You might be interested to know there are two meanings for “GOIN’ JESSIE”. #1 ~ It means going fast, fast like a “bat out of hell.” Thus our fast, mean looking rabbit nose art. #2 ~ In the Southern states, it can also mean a “loose woman!!” We didn’t know this at the time, so the art work is very tame, if you know what I mean, so maybe it‘s lucky for you and us, we didn‘t know about the latter terminology.
I’ve beat around the bushes, and still haven’t told you my take on this deadliest mission. But with time to think about this order while en route to the target, I’m sure many things passed through my mind about my family but especially if we were shot down, and lived to be captured. When this mission was first announced, I was no better than anyone else in that room . . . madder than hell after being told the components of this mission.
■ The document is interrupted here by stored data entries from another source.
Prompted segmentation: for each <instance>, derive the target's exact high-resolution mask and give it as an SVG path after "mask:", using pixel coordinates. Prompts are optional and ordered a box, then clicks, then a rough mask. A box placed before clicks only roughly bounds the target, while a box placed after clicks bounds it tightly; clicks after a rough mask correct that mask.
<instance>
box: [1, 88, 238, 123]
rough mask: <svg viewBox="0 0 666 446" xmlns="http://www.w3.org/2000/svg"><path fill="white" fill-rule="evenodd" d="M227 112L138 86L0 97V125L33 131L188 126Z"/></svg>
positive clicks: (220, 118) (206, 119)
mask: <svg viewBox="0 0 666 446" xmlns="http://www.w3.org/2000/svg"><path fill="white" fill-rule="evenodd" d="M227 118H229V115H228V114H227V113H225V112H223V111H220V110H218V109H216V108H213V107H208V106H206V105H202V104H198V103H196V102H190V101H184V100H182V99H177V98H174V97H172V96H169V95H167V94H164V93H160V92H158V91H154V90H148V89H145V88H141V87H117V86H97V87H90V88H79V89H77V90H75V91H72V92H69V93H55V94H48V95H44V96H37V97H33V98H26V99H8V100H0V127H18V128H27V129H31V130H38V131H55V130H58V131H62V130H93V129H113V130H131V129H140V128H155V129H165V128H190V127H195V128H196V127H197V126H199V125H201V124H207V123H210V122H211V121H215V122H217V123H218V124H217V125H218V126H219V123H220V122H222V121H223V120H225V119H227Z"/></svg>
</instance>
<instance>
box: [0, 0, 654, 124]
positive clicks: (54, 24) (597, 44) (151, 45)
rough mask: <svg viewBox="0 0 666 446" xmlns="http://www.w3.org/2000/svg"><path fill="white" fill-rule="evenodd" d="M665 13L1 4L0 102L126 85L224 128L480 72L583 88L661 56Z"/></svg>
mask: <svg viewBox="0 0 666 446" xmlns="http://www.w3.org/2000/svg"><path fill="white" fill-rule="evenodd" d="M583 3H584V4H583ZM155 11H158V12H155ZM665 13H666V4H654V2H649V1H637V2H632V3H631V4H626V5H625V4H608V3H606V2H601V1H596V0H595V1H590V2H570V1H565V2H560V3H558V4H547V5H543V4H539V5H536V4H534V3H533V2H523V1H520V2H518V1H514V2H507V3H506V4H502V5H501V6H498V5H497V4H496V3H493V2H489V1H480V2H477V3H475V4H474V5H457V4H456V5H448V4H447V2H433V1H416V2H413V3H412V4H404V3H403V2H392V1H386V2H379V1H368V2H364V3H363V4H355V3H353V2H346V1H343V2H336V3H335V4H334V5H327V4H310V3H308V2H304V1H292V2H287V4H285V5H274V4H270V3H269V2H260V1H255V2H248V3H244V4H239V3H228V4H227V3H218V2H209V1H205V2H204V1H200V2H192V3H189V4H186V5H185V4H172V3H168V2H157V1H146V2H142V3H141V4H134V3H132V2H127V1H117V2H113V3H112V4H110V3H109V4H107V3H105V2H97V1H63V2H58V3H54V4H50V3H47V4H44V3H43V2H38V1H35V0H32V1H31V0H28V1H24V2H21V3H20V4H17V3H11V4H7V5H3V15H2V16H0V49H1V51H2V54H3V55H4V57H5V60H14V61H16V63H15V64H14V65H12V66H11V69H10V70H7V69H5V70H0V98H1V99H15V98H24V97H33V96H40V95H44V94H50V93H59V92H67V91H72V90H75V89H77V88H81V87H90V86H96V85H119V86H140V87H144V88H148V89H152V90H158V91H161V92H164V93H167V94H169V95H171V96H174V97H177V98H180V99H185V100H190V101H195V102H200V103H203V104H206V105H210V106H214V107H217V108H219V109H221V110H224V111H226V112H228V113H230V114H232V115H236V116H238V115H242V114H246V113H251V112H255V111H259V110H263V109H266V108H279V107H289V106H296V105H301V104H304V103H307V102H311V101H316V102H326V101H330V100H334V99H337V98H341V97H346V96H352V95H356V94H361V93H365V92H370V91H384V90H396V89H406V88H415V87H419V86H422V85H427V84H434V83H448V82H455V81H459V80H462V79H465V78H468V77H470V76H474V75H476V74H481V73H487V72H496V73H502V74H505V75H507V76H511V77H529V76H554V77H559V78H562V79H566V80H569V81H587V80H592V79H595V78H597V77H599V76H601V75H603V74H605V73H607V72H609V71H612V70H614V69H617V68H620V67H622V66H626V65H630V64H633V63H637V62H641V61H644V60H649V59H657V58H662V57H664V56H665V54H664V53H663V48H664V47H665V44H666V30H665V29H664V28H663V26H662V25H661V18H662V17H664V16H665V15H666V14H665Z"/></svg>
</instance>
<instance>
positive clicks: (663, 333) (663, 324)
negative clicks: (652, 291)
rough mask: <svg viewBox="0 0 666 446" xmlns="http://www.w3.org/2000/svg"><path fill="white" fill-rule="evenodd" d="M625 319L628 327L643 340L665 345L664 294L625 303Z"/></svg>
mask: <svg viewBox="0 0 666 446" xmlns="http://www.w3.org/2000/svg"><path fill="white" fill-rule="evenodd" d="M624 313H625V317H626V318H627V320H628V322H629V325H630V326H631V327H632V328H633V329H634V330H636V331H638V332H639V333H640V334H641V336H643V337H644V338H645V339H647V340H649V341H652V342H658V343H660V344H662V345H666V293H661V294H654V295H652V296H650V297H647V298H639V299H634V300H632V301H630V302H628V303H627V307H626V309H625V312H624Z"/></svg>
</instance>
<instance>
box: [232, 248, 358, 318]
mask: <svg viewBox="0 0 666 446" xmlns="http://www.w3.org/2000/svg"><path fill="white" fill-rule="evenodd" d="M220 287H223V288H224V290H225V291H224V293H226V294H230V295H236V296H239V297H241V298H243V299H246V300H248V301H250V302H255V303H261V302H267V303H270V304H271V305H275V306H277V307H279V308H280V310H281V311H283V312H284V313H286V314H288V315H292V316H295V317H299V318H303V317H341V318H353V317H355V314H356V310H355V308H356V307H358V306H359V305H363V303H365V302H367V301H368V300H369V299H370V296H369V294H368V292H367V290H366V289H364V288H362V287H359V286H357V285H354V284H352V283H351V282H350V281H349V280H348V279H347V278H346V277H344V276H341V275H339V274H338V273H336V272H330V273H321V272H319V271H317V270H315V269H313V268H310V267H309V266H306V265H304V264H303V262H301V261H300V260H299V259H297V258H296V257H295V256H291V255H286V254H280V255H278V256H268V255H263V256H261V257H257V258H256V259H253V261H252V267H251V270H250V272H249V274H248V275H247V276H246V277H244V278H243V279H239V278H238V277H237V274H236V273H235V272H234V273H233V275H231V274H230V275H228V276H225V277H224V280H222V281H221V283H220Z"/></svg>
Was I thinking of the happenings to all the civilians of Japan? . . . Not only no, but Hell NO . . . it was all about myself, about all of us fellows that befell the duty now to carry out our leader’s orders, even though we were in disagreement.
Remembering back when I first entered the military, the first basic premise of learning was to never question but to obey orders. But then such thoughts as: the Jap’s don’t honor the Geneva Convention of war; Jap’s shoot our men out of parachutes; all the Jap carnage we heard they did to the Chinese from the wanton killings, beheadings of civilians to raping of their women; the Jap’s beheading and torturing prisoners; Jap’s booby-trapping their own; Jap’s committing suicide rather becoming prisoners; Jap’s throwing their families off the suicide cliffs on Saipan and Tinian; their religious beliefs to die for their Emperor; but hey . . . they started this bloody WAR, and we‘re just the guys to help finish it.
There seemed to be no derelict of duty that I saw with any of the crews, as we all seemly hit the target with fervor of now completing this mission as ordered on Tokyo. While that was not enough to end the war by their Japanese War Lords, it took another 69 cities to be burned; their shipping cut 85+ %; and two atomic bombs before their Emperor interceded and capitulated. I was asked during an interview last Sept (2007), by a Japanese group “Was I ‘proud’ to have killed 100,000 people and been involved in this mission? In so many words, I said that ‘proud’ was not the correct usage in their question, but that I was proud when duty called me for this mission, that I served with the best of my abilities, guts, and fortitude for my Country. The outcome of what happened, happened! Today I would ask them “Can the Japanese War Lords be proud of what they did to their very own peoples and country? I think not.”